IL MATERIALE E L'IMMAGINARIO NELLA CULTURA DEL MARCHESATO CROTONESE

Rettangoli di memoria – Il libro

LA FOTO COME DOCUMENTO

L’uso che qui si fa della fotografia, va al di al della semplice raccolta di immagini del mondo contadino meridionale, cercando di sperimentare un metodo di analisi che si orienta decisamente in direzione della documentazione attraverso la rappresentazione fotografica più che verso il semplice godimento estetico dell’immagine stessa.

Uno degli obbiettivi potrebbe essere quindi quello di socializzare questo tipo di fonti e i possibili linguaggi da utilizzare per decodificarle. L’immagine come documento di un contesto storico, economico, sociale e culturale non deve essere necessariamente bella secondo i diversi canoni estetici o professionali: una fotografia dell’inizio del secolo, che in un solo spezzone del totale, lasciasse intravedere un contesto del nostro paese, non più ricavabile da nessuna documentazione possibile, avrebbe un’importanza, per il ricercatore, e non solo per lui, che trascende tutte le considerazioni possibili sull’oggetto fotografia.

Ogni fotografia di questo libro, al di la dei personaggi presenti, vuole avere la funzione di documentare alcuni aspetti, molto spesso considerati dalla storiografia ufficiale come marginali, ma di importanza fondamentale sotto il profilo più squisitamente etnografico e sociale. Si è voluto restituire alla collettività la propria memoria visiva facendo assumere all’immagine la funzione di documento e fornendo ai suoi supporti il valore di bene culturale da salvaguardare e da fruire pubblicamente.

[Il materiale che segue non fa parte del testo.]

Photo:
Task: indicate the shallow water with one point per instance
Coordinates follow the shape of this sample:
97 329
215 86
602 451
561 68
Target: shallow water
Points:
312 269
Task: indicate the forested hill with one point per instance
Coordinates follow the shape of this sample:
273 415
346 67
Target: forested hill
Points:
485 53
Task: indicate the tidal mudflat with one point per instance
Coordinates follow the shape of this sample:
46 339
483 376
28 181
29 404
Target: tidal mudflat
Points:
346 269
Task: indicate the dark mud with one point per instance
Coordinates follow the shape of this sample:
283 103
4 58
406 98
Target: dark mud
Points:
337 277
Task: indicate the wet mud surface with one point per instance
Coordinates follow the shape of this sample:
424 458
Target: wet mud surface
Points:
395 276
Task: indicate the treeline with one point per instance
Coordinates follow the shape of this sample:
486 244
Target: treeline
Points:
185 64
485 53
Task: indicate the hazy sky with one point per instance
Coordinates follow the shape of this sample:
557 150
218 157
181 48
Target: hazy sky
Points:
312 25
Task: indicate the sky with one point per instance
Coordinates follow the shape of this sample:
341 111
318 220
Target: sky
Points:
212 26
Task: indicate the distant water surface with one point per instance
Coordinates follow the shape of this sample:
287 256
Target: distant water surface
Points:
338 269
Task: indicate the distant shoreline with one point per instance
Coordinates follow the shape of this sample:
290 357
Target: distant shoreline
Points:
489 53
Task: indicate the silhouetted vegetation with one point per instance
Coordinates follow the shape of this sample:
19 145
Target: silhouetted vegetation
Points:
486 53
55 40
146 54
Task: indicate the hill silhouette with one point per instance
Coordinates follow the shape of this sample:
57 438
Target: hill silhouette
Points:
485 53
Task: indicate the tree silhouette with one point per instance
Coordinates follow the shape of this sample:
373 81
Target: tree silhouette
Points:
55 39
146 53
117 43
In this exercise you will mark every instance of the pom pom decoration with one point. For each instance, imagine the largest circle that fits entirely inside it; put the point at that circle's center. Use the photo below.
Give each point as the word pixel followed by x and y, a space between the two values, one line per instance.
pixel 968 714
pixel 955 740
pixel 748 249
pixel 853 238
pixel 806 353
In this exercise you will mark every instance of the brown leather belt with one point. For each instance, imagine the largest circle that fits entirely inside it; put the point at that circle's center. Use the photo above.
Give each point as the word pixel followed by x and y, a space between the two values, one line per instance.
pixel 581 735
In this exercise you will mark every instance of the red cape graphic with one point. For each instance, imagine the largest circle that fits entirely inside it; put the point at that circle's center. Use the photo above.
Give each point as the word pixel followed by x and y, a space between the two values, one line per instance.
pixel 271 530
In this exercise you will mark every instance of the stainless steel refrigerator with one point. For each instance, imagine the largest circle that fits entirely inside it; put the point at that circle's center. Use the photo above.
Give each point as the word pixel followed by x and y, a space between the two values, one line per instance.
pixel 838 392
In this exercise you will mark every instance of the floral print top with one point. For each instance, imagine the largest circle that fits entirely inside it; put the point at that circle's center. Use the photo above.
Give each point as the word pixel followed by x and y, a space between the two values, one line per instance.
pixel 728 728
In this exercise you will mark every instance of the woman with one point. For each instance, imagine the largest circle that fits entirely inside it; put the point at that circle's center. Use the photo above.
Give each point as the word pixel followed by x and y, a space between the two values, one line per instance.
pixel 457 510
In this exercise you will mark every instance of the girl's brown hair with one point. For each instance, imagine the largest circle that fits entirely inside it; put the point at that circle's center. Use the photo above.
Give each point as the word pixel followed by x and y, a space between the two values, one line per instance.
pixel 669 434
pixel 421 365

E’ una possibilità questa di cui solo le generazioni di questo secolo hanno potuto disporre e della cui importanza non sempre riusciamo a renderci consapevoli. Solo se riflettiamo per un attimo sul fatto che nessuna traccia è rimasta nelle immagini, degli altri, dei poveri, di quelli che nascevano e morivano contadini, di come si comportavano, di come vivevano, di come erano, allora ne cominceremo ad afferrare il senso vero: il poter lasciare agli altri un racconto non più mediato da debolezze o enfasi umane, ma da un oggetto, interpretabile quanto si vuole, ma sicuramente non frutto di sola immaginazione.

E allora accanto alla macchina fotografica emerge come strumento straordinario di indagine, l’album fotografico, più o meno ordinato, ormai presente nelle nostre case, o meglio ancora, i vecchi cassetti dove le nostre nonne tenevano le rare foto dei propri parenti: un blocco appunti in cui ognuno di noi invece di esprimersi per parole si esprime per immagini e attraverso queste, racconta i momenti più o meno importanti della propria esistenza. Socializzare tutto questo significa assegnare alla fotografia un ruolo che travalica la volontà stessa dell’autore, per assumere la funzione di testimone, nel tempo, di una condizione, banale o particolare che sia.

Queste in linee generali gli intendimenti del volume che proprio per le considerazioni iniziali non vogliono essere esaustive dell’argomento anche perché non basterebbero interi tomi espressamente ad esso dedicati e del resto già più autorevolmente pubblicati.